Enfin, d’autres acteurs ont un rôle à jouer en vue de renforcer le soutien des pouvoirs publics des pays du Sud au commerce équitable.

  • Par le biais de la consommation collective, les écoles peuvent contribuer à renforcer la demande de produits équitables et à sensibiliser les jeunes aux problématiques de la consommation responsable.
  • L’action des pouvoirs publics locaux – par exemple sur le modèle de la campagne « Communes du commerce équitable » – peut avoir une influence sur des niveaux de pouvoir régionaux ou nationaux.
  • Les travaux de recherche, par des académiques ou des centres d’étude spécialis
    és, peuvent également contribuer à alimenter le travail de plaidoyer avec une expertise dont de disposent pas nécessairement les organisations actives dans la promotion et le plaidoyer.

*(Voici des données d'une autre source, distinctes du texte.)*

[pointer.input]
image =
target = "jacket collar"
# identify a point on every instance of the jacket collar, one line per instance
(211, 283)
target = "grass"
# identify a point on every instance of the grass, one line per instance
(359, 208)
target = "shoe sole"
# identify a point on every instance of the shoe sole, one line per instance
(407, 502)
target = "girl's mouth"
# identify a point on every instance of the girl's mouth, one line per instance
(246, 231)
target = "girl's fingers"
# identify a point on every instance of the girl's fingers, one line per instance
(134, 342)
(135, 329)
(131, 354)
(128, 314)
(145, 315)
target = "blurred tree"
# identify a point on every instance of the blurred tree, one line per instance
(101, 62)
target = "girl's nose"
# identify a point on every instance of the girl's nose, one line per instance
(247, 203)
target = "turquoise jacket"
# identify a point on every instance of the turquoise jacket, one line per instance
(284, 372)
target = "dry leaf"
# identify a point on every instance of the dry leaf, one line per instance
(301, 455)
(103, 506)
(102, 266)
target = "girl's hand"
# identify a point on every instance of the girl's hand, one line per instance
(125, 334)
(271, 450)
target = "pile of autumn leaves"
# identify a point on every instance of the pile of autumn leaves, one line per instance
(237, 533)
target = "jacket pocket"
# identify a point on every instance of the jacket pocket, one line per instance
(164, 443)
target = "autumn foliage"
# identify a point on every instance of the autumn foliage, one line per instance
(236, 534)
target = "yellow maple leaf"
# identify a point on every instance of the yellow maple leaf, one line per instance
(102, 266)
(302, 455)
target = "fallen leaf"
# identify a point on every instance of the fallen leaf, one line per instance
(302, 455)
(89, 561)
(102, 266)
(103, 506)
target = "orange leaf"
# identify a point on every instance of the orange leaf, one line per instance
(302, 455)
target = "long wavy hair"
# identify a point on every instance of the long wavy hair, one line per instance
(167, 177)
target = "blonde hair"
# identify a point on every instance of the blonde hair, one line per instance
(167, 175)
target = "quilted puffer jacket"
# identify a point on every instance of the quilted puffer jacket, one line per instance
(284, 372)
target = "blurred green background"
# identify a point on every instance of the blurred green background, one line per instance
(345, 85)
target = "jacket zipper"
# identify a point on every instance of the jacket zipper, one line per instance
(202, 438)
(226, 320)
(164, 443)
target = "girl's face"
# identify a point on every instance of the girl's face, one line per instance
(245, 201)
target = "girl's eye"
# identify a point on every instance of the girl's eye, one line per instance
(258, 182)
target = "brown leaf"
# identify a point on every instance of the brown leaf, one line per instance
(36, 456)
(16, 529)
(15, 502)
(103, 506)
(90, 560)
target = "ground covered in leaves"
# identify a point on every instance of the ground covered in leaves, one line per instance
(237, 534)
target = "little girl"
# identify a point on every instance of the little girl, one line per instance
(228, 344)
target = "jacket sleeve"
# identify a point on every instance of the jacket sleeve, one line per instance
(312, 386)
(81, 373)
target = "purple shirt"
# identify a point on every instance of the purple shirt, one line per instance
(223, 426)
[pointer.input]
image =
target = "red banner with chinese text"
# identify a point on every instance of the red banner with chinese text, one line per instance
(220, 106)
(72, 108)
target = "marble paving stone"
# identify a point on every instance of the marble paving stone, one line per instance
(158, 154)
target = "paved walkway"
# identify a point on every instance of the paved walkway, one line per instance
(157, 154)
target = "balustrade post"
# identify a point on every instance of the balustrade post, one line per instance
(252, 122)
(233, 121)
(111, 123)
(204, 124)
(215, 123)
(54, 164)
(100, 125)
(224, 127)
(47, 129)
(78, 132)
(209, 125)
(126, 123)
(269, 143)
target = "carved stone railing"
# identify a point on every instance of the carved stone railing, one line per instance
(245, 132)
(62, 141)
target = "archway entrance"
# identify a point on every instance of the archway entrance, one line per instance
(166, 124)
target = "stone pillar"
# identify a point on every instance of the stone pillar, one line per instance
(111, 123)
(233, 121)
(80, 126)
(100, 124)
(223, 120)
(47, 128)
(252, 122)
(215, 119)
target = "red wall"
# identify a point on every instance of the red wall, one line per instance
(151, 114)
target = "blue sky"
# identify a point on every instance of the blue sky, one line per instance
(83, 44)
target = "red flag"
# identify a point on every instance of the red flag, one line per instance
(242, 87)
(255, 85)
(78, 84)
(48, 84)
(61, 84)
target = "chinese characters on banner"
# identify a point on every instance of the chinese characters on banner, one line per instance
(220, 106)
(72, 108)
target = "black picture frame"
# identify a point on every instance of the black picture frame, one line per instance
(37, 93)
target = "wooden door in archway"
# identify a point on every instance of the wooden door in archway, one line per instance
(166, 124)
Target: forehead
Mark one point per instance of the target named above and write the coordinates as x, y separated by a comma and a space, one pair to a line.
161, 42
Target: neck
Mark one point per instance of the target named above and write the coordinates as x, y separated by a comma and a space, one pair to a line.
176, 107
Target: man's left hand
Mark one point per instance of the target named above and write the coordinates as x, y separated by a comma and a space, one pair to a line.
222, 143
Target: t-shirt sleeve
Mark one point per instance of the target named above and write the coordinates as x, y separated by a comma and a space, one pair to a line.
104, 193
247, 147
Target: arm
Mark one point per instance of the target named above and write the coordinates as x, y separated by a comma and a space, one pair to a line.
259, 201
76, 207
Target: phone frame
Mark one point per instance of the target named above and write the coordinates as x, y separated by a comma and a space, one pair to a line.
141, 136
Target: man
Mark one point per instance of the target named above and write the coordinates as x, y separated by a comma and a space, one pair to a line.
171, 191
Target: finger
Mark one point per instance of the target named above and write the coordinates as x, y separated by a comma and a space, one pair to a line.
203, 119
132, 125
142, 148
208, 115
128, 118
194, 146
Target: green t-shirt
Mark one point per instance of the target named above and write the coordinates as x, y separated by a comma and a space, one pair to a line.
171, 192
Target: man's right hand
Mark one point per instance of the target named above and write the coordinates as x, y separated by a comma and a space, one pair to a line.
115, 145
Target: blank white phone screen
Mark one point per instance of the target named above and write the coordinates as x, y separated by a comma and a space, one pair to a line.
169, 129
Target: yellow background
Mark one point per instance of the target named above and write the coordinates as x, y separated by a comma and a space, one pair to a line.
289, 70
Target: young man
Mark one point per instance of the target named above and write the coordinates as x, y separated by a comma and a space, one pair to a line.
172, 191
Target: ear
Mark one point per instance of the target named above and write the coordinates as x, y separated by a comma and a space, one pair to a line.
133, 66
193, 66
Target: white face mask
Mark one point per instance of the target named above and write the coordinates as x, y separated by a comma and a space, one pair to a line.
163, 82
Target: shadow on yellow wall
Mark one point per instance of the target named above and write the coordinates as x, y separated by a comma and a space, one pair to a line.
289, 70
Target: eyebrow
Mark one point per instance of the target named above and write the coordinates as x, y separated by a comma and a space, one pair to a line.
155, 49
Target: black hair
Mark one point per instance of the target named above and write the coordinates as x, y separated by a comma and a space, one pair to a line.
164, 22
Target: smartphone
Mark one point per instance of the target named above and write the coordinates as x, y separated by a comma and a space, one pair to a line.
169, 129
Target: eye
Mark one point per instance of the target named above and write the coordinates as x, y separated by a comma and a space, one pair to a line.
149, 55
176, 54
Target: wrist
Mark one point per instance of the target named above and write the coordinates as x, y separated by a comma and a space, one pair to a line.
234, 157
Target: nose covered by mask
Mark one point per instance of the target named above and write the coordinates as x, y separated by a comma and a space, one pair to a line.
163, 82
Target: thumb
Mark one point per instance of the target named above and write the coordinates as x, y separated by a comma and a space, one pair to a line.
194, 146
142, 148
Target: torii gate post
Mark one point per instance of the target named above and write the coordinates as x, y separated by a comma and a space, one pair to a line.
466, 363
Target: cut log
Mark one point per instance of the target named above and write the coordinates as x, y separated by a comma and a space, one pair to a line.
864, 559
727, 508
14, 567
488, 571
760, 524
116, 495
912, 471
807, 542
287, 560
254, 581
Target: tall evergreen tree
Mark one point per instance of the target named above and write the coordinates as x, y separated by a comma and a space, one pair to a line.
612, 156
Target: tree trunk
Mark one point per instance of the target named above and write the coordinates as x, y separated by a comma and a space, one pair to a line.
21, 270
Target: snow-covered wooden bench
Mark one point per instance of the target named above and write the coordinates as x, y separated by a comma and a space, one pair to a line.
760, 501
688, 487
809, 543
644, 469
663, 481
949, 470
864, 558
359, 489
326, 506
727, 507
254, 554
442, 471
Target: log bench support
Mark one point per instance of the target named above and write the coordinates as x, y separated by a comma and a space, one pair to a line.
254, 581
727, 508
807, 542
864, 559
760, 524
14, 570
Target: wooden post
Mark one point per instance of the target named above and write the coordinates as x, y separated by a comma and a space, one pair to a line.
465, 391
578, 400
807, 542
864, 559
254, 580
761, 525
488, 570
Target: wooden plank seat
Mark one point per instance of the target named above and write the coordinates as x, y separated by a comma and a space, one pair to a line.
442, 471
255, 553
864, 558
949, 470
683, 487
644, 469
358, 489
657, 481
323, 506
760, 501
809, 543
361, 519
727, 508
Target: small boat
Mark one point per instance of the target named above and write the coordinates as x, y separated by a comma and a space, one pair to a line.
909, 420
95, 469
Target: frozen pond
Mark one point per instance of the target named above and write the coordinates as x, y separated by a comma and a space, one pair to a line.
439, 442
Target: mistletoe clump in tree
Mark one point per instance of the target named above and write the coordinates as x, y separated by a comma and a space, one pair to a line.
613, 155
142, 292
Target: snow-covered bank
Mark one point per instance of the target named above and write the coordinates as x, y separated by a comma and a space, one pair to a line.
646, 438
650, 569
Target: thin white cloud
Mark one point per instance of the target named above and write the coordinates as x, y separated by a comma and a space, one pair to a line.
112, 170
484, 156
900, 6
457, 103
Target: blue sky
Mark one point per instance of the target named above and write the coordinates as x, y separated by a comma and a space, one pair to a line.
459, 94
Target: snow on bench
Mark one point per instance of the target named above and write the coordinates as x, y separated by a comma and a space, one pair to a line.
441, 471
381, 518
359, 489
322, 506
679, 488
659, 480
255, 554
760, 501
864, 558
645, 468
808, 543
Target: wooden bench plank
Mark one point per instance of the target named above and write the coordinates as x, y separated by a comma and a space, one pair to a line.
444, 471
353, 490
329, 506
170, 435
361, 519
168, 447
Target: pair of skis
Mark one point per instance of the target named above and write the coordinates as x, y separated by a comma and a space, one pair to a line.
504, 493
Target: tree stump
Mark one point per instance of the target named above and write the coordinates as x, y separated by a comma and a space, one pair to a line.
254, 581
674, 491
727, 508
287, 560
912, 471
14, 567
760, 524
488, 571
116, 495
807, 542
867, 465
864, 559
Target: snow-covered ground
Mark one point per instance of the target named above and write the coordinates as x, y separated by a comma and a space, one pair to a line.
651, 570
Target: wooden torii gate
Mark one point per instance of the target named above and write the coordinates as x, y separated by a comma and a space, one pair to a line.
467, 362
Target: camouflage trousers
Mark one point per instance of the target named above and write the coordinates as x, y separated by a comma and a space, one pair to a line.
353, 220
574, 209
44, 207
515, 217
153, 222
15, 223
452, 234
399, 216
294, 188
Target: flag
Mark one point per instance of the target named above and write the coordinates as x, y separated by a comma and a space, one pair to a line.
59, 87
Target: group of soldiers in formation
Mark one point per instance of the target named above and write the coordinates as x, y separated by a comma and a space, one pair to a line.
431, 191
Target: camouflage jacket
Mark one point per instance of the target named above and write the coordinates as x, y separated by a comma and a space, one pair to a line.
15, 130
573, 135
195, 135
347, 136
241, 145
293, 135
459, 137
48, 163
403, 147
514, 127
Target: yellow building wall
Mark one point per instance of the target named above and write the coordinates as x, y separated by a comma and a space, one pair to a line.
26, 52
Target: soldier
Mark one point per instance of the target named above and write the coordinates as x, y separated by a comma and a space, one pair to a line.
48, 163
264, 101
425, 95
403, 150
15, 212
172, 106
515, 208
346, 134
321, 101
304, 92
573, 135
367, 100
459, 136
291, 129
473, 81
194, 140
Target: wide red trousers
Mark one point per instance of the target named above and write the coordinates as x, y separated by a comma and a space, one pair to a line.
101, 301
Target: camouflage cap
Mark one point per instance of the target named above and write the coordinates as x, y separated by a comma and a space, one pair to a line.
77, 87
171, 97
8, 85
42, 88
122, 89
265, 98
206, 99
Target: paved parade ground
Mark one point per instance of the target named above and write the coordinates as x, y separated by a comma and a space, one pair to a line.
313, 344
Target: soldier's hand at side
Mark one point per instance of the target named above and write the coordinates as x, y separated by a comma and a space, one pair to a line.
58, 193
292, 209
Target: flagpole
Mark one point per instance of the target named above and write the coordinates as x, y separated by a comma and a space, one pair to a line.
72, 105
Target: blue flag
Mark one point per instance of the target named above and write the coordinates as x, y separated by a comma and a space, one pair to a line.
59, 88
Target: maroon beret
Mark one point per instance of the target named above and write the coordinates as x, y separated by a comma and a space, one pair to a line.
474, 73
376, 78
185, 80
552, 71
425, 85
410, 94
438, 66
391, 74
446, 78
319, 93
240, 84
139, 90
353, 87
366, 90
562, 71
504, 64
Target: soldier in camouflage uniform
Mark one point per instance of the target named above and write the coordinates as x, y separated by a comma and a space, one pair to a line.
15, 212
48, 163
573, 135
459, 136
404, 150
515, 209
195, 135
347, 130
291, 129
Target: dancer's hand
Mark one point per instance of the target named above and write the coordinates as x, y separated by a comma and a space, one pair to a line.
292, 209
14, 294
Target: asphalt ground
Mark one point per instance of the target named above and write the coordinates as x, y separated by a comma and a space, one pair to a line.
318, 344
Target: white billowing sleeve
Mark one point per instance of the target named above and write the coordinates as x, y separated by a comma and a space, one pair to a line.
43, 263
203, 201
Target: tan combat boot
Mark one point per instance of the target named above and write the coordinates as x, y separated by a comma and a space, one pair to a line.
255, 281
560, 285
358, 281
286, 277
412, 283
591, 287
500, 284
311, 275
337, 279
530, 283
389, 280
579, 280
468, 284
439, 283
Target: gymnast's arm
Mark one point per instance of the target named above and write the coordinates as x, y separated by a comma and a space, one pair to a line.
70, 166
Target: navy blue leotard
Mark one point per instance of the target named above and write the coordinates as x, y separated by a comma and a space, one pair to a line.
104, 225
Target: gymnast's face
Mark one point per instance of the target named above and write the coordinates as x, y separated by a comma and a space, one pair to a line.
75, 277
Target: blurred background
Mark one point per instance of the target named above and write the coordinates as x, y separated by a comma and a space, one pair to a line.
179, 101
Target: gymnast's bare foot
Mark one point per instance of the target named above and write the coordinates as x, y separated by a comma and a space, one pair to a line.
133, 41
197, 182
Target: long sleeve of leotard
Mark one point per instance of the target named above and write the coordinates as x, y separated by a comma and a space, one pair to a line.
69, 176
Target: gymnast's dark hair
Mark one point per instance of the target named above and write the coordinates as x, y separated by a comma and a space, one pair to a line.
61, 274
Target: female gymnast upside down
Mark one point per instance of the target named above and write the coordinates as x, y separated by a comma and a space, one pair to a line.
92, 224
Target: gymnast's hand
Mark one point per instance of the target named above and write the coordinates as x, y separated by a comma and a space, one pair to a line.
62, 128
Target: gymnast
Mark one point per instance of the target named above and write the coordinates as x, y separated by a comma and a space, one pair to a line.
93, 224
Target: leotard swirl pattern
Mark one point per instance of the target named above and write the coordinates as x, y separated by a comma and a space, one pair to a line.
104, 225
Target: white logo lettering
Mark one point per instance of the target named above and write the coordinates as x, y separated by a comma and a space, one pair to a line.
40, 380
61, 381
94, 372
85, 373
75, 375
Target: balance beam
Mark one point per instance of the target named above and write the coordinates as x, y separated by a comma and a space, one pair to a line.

3. Le défi de la création de valeur ajoutée dans le Sud

Comme pour les deux autres défis, les organisations de commerce équitable du Sud sont en première ligne pour agir sur cette thématique.

  • Le développement ou le renforcement de la commercialisation locale représente un moyen de garder un maximum de valeur ajoutée dans le Sud.
  • En continuant à travailler au renforcement des capacités des groupes de producteurs, les organisations du Sud soutiennent ceux-ci dans leur recherche d’un accès aux marchés. Ce soutien peut notamment intervenir au niveau de l’amélioration de la qualité ou du calcul des coûts de production, qui constituent des compétences cruciales dans le domaine commercial.
  • Le développement des collaborations entre les producteurs de matières premières et les transformateurs de ces matières premières représente un moyen de renforcer mutuellement ces deux catégories d’acteurs et de créer une plus grande valeur ajoutée dans le Sud.
  • Les organisations de commerce équitable du Sud peuvent susciter les échanges de technologies entre organisations de producteurs, afin de favoriser la transformation des matières premières dans le Sud.
  • Sur un aspect concernant davantage la vente aux consommateurs, les organisations du Sud peuvent travailler à la mise en place de systèmes de garantie adaptés aux circuits commerciaux du Sud.
  • Enfin, les organisations de commerce équitable du Sud peuvent, via les réseaux dans lesquels elles sont actives, participer à la création de liens étroits entre les producteurs de matières premières, les organisations transformatrices de ces matières premières et les distributeurs des produits finis.

Quant aux organisations de commerce équitable du Nord, leur apport potentiel se situe autour de pratiques qui sont « habituelles » pour elles.

  • L’appui aux projets des organisations du Sud.
  • La mise en contact d’acteurs du Sud pour des échanges de bonnes pratiques et des échanges commerciaux, grâce aux réseaux que ces organisations ont pu constituer par leurs activités de commerce équitable.

Échanger pour innover : le besoin d’un mouvement global fort

En conclusion, il nous semble que le besoin principal pour développer l’accès du commerce équitable aux marchés du Sud réside dans la consolidation d’un véritable mouvement global du commerce équitable, capable de donner lieu à des échanges entre organisations menant des activités dans différents domaines et pouvant faire profiter d’autres de leur expérience et de leur expertise. Le renforcement d’un mouvement global pourrait aussi favoriser les échanges commerciaux entre organisations du Sud, ainsi que faciliter la constitution d’alliances avec des mouvements portant des préoccupations proches de celle des acteurs du commerce équitable.